Il percorso che ha portato allo sblocco dell’impasse istituzionale che si era determinata con il cortocircuito Quirinale-governo ha però un protagonista chiarissimo, anche se rimasto sempre distante dai riflettori dei media. Il suo nome è Letta, Gianni Letta. Il più stretto e fidato collaboratore di Silvio Berlusconi appare infatti come l’artefice di una strategia politica che ha portato il leader del Pdl ad essere player centrale e determinante di questi ultimi due mesi, dalle elezioni ad oggi. Anche il più strenuo detrattore del Cavaliere non può che riconoscere come il centrodestra si sia mosso in questa delicatissima fase storica senza commettere errori o sbavature. Senza nulla togliere alle capacità personali di Berlusconi, la strategia dell’armonia suggerita dall’ex sottosegretario è risultata l’arma vincente per evitare il baratro di nuove elezioni in un contesto da guerra civile.
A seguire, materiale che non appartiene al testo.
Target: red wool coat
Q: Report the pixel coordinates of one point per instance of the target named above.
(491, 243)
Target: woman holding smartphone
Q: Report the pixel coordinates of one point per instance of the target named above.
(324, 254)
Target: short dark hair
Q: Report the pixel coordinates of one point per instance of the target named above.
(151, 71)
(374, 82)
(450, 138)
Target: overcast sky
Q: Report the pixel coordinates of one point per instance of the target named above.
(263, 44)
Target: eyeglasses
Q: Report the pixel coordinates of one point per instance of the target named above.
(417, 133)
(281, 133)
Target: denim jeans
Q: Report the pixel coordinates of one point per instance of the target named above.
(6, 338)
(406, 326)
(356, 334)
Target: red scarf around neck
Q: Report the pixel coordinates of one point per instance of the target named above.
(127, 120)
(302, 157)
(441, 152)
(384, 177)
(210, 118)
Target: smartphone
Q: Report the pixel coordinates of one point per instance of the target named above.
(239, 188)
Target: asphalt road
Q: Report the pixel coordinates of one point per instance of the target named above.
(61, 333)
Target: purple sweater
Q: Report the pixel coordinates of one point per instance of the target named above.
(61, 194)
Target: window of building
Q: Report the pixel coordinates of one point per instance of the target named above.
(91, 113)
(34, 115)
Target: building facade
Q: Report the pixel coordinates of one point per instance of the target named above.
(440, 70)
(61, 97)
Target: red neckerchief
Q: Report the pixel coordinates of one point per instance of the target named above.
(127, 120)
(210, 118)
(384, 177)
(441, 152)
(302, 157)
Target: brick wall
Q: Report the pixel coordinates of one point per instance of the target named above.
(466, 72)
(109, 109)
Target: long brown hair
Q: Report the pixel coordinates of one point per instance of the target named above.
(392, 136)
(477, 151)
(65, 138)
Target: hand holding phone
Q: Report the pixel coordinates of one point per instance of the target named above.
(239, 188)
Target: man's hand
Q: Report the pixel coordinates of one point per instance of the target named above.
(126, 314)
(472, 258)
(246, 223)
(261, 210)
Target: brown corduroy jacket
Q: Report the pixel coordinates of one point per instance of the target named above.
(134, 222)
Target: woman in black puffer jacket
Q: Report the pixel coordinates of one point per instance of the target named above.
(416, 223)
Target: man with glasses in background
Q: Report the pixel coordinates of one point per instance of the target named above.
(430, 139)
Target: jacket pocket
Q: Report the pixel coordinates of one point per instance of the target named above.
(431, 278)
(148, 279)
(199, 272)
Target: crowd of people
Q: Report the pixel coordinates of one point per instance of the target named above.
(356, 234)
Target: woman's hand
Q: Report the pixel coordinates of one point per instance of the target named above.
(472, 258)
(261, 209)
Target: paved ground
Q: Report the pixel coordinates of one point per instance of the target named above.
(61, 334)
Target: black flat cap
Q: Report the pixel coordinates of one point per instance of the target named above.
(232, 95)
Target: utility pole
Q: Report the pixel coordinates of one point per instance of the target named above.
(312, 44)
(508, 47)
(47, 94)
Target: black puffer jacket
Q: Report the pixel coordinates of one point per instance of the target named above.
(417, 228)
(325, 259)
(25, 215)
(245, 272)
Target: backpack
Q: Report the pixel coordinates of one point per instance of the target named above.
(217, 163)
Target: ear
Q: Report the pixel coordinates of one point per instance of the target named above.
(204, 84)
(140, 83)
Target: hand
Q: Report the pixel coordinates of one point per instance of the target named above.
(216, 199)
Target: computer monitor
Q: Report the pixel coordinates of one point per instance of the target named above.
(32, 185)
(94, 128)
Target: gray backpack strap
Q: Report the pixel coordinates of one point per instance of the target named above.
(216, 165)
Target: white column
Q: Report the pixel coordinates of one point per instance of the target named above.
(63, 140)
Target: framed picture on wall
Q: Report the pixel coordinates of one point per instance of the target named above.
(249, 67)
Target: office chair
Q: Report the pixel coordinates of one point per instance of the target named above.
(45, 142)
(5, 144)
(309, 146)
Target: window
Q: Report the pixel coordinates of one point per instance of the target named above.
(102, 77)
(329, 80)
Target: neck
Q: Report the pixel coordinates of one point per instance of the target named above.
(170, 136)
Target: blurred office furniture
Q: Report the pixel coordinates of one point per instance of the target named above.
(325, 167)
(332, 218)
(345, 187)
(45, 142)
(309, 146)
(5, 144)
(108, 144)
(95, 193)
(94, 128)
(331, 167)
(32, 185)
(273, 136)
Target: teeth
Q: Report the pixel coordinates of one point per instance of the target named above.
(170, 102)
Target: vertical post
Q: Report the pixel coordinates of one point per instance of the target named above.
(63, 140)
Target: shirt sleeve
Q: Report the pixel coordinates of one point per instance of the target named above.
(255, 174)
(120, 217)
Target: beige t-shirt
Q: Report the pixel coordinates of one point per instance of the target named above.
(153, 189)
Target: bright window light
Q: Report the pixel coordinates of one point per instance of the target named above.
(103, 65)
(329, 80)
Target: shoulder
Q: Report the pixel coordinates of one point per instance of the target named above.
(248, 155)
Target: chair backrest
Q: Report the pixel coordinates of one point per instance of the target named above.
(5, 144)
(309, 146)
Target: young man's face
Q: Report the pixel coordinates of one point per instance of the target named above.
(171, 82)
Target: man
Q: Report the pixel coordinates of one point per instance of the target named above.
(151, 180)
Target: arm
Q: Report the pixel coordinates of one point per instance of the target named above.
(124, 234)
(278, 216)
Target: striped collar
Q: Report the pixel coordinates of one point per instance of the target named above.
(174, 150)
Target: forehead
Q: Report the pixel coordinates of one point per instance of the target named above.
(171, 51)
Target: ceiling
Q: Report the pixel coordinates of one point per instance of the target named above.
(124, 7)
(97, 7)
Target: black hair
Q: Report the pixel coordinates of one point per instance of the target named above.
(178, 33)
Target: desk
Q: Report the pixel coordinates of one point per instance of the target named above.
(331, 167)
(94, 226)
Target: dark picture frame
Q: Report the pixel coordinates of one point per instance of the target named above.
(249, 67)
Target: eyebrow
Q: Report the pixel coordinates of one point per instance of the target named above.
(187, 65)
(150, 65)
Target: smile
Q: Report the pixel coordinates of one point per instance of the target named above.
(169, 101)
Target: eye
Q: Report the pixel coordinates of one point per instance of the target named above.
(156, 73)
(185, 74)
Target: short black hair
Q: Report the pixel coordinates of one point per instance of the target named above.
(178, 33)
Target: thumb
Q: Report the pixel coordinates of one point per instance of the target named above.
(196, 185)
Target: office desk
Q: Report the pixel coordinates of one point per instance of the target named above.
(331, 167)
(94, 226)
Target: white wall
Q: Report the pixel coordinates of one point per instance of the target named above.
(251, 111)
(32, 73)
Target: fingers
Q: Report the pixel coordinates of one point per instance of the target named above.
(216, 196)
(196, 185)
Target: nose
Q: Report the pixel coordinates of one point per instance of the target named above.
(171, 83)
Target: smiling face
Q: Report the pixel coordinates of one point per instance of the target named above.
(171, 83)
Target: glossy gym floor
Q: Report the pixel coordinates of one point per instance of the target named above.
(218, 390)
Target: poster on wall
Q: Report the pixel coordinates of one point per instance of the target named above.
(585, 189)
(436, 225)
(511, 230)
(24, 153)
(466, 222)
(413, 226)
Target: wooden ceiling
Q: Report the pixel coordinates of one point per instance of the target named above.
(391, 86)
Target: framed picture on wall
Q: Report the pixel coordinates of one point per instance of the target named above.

Il fatto che il gioco ad incastro si sia chiuso sul nome di Enrico probabilmente non favorirà Gianni. Anzi, la parentela non rende giustizia ai meriti di entrambi. Per l’ex direttore del Tempo soluzioni come quella di Giuliano Amato o di Matteo Renzi probabilmente sarebbero state, dal punto di vista egoistico, preferibili. L’interesse di una intesa politica piena ha condotto però verso il Letta più giovane e così è stato. Se in queste ore decisive Berlusconi è potuto partire per gli Stati Uniti con una certa serenità è perché a Roma è rimasto colui che viene definito come “l’eminenza azzurra”. D’altra parte, nel tempo lo stesso ex premier ha imparato a conoscere la differenza fra king e king-maker. Quest’ultimo è senz’altro un abito che sembra essere stato fatto su misura per lui, Gianni Letta. Ispiratore di quello che per il centrodestra si profila come un vero e proprio capolavoro politico.